Dr Joanna Collicutt needs both my books.

Probably the most sensible thing that anyone has said, with respect to the Oxford Union God debate, came from the daughter of the speaker we shall be examining here. I’ll come to that in a few seconds. The Revd Dr Joanna Collicutt McGrath was the second speaker in support of the motion, This House Believes in God.

She opens with that quote from her daughter saying, “What is there to debate? You either do or you don’t, and that’s an end to it.” What wise words! Dr Collicutt doesn’t quite agree enough to stop there, or they would all have got tucked into their G&D’s ice-cream rather sooner than they did.

I have published two little books on the subject of speaking.

The Face & Tripod (affectionately known as F&T) though it’s specifically targeted at business speaking is every bit as useful for any other type. Anyone who has explored this blog will not be surprised to learn that one of F&T’s principal thrusts concerns paperless speaking. If the material is properly and well enough structured anyone can go out in front of an audience and deliver even quite a long speech without reference to a script or notes. I call it ‘shooting from the hip’.

I bet you have worked out why I mention that here. Dr Collicutt is a talking head.
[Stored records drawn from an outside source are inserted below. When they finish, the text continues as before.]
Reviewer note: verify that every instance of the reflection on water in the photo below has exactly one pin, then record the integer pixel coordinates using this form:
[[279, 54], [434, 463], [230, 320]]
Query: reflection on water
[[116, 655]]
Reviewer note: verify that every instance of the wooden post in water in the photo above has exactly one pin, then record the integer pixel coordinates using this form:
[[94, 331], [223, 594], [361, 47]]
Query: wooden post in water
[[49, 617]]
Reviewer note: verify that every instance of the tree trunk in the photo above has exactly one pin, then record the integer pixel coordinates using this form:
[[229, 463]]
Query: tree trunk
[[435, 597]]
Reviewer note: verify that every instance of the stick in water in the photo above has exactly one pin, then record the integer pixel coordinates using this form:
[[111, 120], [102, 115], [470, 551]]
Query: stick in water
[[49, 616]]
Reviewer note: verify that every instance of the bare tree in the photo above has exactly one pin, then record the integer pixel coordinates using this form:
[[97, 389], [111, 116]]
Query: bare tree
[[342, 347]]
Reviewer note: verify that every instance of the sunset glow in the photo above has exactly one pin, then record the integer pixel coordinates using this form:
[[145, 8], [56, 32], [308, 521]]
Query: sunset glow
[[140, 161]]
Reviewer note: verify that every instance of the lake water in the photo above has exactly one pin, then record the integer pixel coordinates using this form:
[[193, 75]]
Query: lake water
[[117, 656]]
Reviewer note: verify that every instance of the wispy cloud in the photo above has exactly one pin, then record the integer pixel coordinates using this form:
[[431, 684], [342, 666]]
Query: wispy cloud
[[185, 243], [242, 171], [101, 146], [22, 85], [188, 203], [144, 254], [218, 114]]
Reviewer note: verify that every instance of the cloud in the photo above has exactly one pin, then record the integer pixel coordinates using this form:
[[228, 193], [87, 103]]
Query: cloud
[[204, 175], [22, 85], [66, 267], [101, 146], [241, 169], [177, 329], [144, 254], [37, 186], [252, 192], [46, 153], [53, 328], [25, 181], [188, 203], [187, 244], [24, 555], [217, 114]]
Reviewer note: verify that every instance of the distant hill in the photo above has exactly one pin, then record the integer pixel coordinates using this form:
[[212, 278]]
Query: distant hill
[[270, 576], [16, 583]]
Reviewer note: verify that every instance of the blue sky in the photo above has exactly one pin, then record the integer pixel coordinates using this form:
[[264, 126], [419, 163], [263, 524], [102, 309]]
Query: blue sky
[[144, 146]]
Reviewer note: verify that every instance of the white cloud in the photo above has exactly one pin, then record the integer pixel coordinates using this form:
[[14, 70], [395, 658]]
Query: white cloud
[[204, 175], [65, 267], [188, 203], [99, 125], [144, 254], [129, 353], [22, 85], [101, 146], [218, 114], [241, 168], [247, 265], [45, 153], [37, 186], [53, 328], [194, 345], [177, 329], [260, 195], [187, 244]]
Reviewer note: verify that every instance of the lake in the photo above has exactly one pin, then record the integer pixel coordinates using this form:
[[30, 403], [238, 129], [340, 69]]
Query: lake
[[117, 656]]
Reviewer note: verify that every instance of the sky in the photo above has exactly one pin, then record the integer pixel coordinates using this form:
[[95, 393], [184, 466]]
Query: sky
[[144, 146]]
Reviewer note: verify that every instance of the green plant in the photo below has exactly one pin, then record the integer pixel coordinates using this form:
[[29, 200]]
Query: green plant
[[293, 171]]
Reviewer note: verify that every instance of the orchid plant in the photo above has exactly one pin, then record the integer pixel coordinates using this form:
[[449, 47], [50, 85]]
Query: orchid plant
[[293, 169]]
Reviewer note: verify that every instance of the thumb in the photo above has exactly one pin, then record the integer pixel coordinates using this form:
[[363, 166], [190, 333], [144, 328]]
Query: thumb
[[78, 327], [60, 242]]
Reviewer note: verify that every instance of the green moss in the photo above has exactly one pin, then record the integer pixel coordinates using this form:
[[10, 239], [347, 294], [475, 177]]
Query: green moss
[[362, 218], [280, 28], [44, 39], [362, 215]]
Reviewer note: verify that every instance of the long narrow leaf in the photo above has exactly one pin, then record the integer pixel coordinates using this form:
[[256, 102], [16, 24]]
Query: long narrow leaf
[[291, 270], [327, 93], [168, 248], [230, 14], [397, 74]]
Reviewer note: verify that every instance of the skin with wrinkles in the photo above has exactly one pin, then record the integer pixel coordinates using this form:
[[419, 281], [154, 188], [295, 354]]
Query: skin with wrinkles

She is wedded (or possibly welded) to the words she has written. And the truly frustrating and tantalising thing is that she has one of the clearest and easiest structures imaginable. It is one of those I commend in F&T – chronology. And what is the chronological path she has given herself to follow? Why, her own life! Yes, gentle reader, Dr Collicutt’s speech is auto-biographical; and still she doesn’t trust herself to be able to remember it. Let’s not castigate her: there are two ingredients to being able to deliver a paperless speech. You have to know how to, and you have to know you can. She hasn’t had me to prove to her beyond doubt that she can do it. I know she can, and her speaking would light up if she did.
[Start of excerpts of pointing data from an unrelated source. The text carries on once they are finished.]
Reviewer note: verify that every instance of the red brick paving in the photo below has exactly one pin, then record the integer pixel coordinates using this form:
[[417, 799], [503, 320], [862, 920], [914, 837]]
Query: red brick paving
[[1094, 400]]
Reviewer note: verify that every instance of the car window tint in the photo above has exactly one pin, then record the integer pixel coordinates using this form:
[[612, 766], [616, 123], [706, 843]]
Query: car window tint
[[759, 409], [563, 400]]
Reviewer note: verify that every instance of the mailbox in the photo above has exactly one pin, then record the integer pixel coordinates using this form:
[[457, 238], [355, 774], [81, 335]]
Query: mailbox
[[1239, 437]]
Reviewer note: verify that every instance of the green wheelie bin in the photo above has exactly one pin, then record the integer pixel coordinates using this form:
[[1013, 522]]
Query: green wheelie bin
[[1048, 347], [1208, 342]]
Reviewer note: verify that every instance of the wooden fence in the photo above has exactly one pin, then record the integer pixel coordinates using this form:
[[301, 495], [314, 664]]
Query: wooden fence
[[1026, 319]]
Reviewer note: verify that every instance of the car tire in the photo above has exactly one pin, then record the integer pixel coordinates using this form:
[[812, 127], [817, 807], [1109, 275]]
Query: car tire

I have published another little book – even littler! It is called Every Word Heard, and there’s a second half to that title, “- without discernible effort”.  That is the key to good enunciation. Anyone can make every word heard if they are prepared to sound weird. Dr Collicutt sounds as most people would, under the misguidance of too many people who don’t understand what good diction is. This is the sort of over-emphasised clarity that you get each Christmas from the boy chorister that does one of the readings at the Nine Lessons and Carols from King’s College Cambridge. The poor thing has been bullied into reading it like that, and I know what I’d like to say to the half-witted grown-up that did the bullying. It’s the sort of over-emphasised clarity that you get from rookie BBC reporters. It’s the sort of … but I think you’ve probably got the picture.

It is perfectly possible – indeed easy, if you know how – to sound completely normal and still have every word heard even in a large hall. Speech is not a series of individual words, all gummed together in a given order: speech is a flow of phrases and clauses and sentences that have beautiful rhythm. If – you – utter – each – word – as – if – it – had – come – individually – wrapped, you do yourself and your speaking no favours at all.

Gosh, how I’d like to help Dr Collicutt!

Perhaps I should be grateful to her for providing me with such graphic examples with which to publicise my books, but I’d rather she did proper justice to her carefully reasoned speech.